My NAS has been running in the cloud for over a month now, and I’ve yet to experience major problems. I’m aware of the pitfalls that cache=full brings along, and I’m fully prepared to lose any files being uploaded when the power goes out. I also still keep the UPS connected.
I did have some unexpected behavior with docker when the remote mount restarts, but for now I’ve solved it by simply making docker dependent on the rclone mount, so when rclone restarts, docker will restart after it.
[Unit]
Before=smbd.service docker.service
PartOf=docker.service smbd.service
[Install]
WantedBy=multiuser.target docker.service smbd.service borgmatic.service
Borgmatic is triggered by a timer, so I added borgmatic.service to the WantedBy list, just to make sure the mount is actually up when borgmatic runs.
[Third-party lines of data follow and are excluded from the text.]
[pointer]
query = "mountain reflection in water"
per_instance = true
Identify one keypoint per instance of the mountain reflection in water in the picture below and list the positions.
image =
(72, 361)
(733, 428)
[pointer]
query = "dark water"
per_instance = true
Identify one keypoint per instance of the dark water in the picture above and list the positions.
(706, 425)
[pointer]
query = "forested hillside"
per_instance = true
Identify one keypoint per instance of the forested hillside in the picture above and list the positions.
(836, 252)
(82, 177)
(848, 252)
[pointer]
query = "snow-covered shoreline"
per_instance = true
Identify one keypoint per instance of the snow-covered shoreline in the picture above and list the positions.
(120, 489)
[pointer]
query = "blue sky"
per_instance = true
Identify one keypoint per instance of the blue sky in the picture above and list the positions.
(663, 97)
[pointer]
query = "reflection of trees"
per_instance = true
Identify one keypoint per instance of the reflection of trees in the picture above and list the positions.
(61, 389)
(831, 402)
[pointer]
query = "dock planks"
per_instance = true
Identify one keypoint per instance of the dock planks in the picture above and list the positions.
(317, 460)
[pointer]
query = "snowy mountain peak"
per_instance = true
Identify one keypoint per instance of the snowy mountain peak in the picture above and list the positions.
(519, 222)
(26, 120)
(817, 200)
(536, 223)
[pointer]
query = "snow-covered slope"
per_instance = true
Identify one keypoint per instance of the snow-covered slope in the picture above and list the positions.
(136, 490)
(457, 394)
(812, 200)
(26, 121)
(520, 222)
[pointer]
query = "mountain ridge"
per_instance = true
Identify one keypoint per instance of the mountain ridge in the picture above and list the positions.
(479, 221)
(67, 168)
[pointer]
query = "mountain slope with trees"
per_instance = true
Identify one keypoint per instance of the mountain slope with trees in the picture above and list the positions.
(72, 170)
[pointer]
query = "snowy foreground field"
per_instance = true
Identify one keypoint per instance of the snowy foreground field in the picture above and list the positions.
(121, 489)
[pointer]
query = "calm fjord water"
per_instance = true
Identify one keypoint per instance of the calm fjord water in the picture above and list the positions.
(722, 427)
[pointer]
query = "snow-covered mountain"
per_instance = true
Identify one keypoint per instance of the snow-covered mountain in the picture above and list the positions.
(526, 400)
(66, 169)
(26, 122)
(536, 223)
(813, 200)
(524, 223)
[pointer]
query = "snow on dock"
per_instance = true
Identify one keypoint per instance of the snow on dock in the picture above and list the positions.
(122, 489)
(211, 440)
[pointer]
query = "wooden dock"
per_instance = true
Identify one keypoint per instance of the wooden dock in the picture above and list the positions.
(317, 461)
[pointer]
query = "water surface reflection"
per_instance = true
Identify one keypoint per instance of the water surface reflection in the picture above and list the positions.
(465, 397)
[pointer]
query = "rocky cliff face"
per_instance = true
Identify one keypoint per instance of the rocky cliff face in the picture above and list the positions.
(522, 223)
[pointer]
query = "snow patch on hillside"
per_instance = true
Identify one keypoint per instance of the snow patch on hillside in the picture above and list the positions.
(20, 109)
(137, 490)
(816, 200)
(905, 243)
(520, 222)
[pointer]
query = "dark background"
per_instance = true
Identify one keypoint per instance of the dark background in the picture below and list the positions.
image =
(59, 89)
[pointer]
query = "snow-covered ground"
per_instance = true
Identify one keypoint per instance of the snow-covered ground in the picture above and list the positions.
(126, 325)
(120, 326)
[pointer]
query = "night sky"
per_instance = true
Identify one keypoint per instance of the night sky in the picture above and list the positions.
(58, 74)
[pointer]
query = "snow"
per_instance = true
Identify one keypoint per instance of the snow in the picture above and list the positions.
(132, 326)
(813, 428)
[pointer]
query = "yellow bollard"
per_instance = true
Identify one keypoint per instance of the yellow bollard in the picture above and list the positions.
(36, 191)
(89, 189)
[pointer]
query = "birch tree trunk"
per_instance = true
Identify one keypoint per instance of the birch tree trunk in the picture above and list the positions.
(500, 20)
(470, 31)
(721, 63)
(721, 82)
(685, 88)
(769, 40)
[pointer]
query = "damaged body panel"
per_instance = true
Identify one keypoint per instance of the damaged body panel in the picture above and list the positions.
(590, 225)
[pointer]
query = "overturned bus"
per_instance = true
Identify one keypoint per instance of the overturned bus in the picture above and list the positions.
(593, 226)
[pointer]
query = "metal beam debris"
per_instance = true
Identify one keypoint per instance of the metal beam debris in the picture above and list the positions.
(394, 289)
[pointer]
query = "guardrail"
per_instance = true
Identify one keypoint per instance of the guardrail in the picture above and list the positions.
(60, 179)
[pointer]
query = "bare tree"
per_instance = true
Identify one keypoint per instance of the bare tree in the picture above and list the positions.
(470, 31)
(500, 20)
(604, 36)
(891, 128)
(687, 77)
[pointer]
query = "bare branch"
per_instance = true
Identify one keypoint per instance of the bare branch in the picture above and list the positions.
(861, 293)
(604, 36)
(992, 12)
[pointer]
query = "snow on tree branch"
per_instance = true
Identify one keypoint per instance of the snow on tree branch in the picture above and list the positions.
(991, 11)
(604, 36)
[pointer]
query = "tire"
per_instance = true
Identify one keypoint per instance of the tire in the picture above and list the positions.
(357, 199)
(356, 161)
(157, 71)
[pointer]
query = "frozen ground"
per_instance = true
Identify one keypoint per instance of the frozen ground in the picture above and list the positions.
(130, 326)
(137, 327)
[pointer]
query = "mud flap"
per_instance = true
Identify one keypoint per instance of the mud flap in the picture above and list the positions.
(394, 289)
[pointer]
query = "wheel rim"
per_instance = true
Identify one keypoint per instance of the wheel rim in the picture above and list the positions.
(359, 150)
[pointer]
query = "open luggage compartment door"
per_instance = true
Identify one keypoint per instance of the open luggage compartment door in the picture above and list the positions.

An unexpected side effect of the cloud setup is that I can now carry a raspberry pi in my EDC bag with a complete rclone setup, and I suddenly have my NAS in my pocket. Plug it in and you’ve got “local” access to your NAS files (don’t do that in an airport please!)
Besides not having to listen to metal spinning, I also save a bit of money. The way I normally calculate TCO on my NAS boxes is I expect a 5 year lifetime, and in the case of my 918+ with drives that was $380/year. Add to that about $130/year in power (38W, 330 kWh / year, $0.4/kWh), and the total comes out to $520/year or $43.3/month. My current cloud setup costs less than half of that.
And there you have it. While not as technical as usual, I hope you at least became inspired to go and do amazing things.
Who knows if my newfound freedom will eventually result in more technical post sometime in the future. For now I have movies I purchased before I had kids that I’ve not yet gotten around to watching, so I guess I’ll start there.